Figure 6|IF of MafG and GPX4 in neurons after chronic CSCI.
GPX4 and MafG are master negative regulator genes of ferroptosis (Friedmann Angeli et al., 2014; Yang et al., 2014; Sun et al., 2016). We used immunofluorescence analysis to investigate the localization and expression of GPX4 and MafG in spinal cord cells. NeuN is a classical neuronal marker (Gusel’nikova and Korzhevskiy, 2015).

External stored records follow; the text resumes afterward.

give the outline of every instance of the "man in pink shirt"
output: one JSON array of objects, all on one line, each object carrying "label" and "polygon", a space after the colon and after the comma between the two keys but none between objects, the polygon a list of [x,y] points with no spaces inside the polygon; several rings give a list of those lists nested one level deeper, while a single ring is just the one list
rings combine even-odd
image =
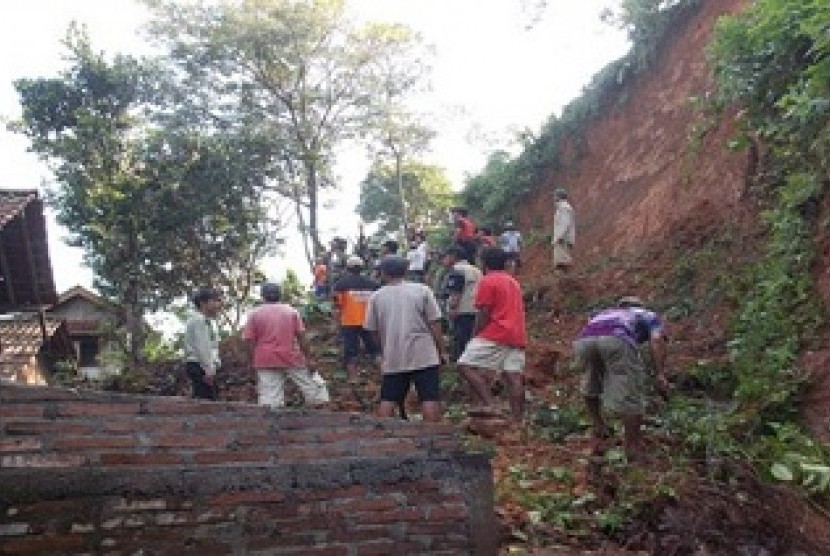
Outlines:
[{"label": "man in pink shirt", "polygon": [[260,292],[265,303],[248,315],[243,333],[250,347],[251,366],[257,372],[259,404],[285,406],[286,375],[299,387],[306,404],[328,402],[326,383],[309,370],[312,355],[300,314],[280,303],[277,284],[263,284]]}]

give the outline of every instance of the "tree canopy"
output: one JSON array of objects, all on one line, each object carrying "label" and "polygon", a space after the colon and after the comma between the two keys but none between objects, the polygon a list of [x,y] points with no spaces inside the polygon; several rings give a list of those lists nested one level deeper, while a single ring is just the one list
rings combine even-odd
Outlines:
[{"label": "tree canopy", "polygon": [[190,101],[209,120],[256,123],[270,138],[272,186],[294,202],[310,262],[323,249],[319,196],[336,186],[335,149],[370,132],[382,99],[416,85],[408,53],[419,37],[400,25],[358,26],[339,0],[146,4]]},{"label": "tree canopy", "polygon": [[[401,183],[410,222],[426,229],[446,220],[455,194],[442,168],[405,162]],[[395,165],[375,164],[360,184],[360,217],[367,223],[379,224],[380,231],[397,232],[401,229],[401,202]]]}]

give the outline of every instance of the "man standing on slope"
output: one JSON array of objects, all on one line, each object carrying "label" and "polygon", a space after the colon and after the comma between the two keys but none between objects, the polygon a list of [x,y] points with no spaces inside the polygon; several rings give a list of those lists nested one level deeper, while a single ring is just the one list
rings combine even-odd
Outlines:
[{"label": "man standing on slope", "polygon": [[213,321],[222,309],[222,294],[203,288],[193,296],[197,313],[184,330],[184,356],[187,376],[193,385],[193,397],[216,399],[216,370],[219,368],[219,339]]},{"label": "man standing on slope", "polygon": [[303,320],[296,309],[280,303],[277,284],[262,284],[265,302],[248,315],[243,337],[248,341],[251,366],[257,373],[259,404],[285,406],[285,376],[299,387],[305,403],[317,406],[329,401],[326,383],[309,370],[311,347]]},{"label": "man standing on slope", "polygon": [[626,456],[642,451],[640,428],[646,396],[646,368],[637,348],[648,342],[657,385],[668,389],[663,324],[657,314],[644,309],[636,297],[623,297],[618,306],[594,316],[574,342],[577,364],[583,369],[582,394],[591,417],[598,447],[608,436],[602,408],[622,416]]},{"label": "man standing on slope", "polygon": [[507,256],[498,247],[481,254],[484,277],[478,283],[475,306],[476,336],[458,359],[458,370],[486,406],[495,404],[481,371],[502,373],[510,390],[510,414],[514,422],[524,417],[524,366],[527,331],[522,289],[505,272]]},{"label": "man standing on slope", "polygon": [[556,208],[553,215],[553,267],[567,271],[573,265],[573,247],[576,241],[576,219],[568,202],[568,192],[558,188],[553,194]]},{"label": "man standing on slope", "polygon": [[366,322],[381,346],[381,417],[392,417],[412,384],[424,421],[441,420],[438,368],[446,361],[441,311],[427,286],[404,280],[406,259],[387,256],[380,263],[384,286],[369,298]]},{"label": "man standing on slope", "polygon": [[346,260],[346,276],[334,285],[334,306],[340,321],[340,337],[343,340],[343,364],[349,381],[358,379],[357,356],[360,344],[373,360],[378,355],[377,344],[371,332],[364,330],[366,305],[372,292],[380,287],[374,280],[363,276],[363,259],[352,255]]},{"label": "man standing on slope", "polygon": [[450,247],[444,254],[447,278],[444,282],[447,293],[447,317],[452,332],[452,357],[457,360],[470,339],[476,321],[475,296],[481,271],[471,265],[458,247]]}]

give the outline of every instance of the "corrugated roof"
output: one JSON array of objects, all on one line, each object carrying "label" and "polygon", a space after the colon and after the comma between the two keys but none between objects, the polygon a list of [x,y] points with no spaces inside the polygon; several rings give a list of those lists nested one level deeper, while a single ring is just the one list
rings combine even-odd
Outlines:
[{"label": "corrugated roof", "polygon": [[37,199],[37,191],[6,189],[0,190],[0,229],[23,213],[29,202]]},{"label": "corrugated roof", "polygon": [[52,341],[63,323],[46,318],[44,324],[46,342],[38,315],[3,315],[0,318],[0,376],[14,376],[29,365],[44,343]]},{"label": "corrugated roof", "polygon": [[43,200],[35,190],[0,189],[0,311],[57,301]]}]

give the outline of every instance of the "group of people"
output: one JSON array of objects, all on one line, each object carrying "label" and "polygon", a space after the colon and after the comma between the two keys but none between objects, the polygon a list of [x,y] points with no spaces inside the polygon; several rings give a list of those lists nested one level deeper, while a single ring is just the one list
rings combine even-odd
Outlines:
[{"label": "group of people", "polygon": [[[567,201],[564,191],[556,195],[557,201]],[[569,222],[554,231],[553,262],[570,266],[573,210],[569,204],[561,208],[569,213]],[[423,419],[440,421],[440,369],[452,361],[481,405],[479,411],[501,414],[492,389],[494,377],[500,376],[509,396],[506,417],[520,423],[525,412],[527,331],[522,289],[514,275],[520,264],[521,234],[509,224],[501,246],[483,245],[473,239],[477,231],[466,211],[456,209],[456,222],[454,242],[440,256],[445,275],[438,292],[423,283],[426,247],[423,258],[411,255],[425,244],[422,236],[414,238],[406,257],[397,253],[396,242],[387,242],[375,265],[368,265],[357,254],[346,258],[345,272],[330,293],[347,378],[359,379],[358,357],[363,351],[380,370],[380,416],[399,412],[414,386]],[[424,266],[419,268],[422,261]],[[263,304],[248,316],[243,331],[251,366],[257,371],[259,403],[283,407],[284,380],[289,377],[306,404],[325,404],[328,389],[313,370],[317,365],[300,314],[281,301],[276,284],[263,284],[261,295]],[[202,290],[194,304],[197,314],[185,331],[187,373],[195,397],[214,399],[219,363],[211,321],[221,308],[221,297],[216,290]],[[448,345],[445,323],[449,325]],[[609,434],[604,412],[621,415],[624,447],[630,457],[642,450],[647,378],[639,349],[643,345],[651,350],[658,386],[666,388],[663,324],[639,299],[625,297],[617,306],[600,311],[574,342],[594,436],[601,442]]]}]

Some GPX4+ and MafG+ neuronal cells were observed in the spinal cord sections of the sham group (Figure 6A). The number of MafG+/NeuN+ cells decreased sharply at 4 weeks (P = 0.021) and increased at 8 weeks (P = 0.034) after chronic CSCI, compared with that of the sham group. The number of GPX4+/NeuN+ cells showed a similar trend (Sham vs. CSCI_4w: P = 0.042; CSCI_4w vs. CSCI_8w: P < 0.001; Figure 6B–E).